Um dos apetrechos da casa que me agradou logo na primeira visita foi o tanque das traseiras. Nada o destaca dos demais tanques de rega, a não ser:
- a sua localização estratégica no final da viela por onde correm (ou corriam, pois agora entubamos as saídas das caleiras) as águas pluviais da casa;
- um belo e pequeno bacio em granito onde as areias vão sendo depositadas;
- a vista para o quintal e o vale das inverneiras.
As dimensões não eram extraordinárias (cerca de 3×1,5×1,5m), mas o suficiente para prometer momentos de diversão para o pequeno e uns belos mergulhos para os papás.

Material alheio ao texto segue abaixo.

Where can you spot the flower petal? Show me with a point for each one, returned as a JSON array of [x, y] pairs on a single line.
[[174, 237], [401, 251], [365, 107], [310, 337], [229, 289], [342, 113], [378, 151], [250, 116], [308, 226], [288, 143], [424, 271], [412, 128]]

A tarefa, iniciada em meados de Abril, demoraria meses a ser concluída devido à bendita chuva que tem caído na primavera. Primeiro, tivemos de limpar e raspar o tanque todo por dentro, repleto que estava de musgo, folhas e húmus. Noutra semana, abrimos e rebocámos todas as fendas (e eram muitas) e depois ficámos a ver navios durante um mês para completar a cura do cimento e aplicar duas camadas de argamassa de impermeabilização (Weber KF). Tivemos que suportar ainda mais um mês de espera, porque entretanto choveu imenso e o tanque chegou mesmo a encher: foi preciso esperar que o tempo melhorasse e o interior secasse para aplicar duas demãos de uma tinta azul própria para piscinas (Axton). Por fim, após mais uma semana de espera recomendada pelo fabricante, abrimos as sobras do reservatório para onde desagua a água de uma das fontes naturais da Peneda (fazer chegar a água ao tanque também foi um quebra-cabeças, mas adiante).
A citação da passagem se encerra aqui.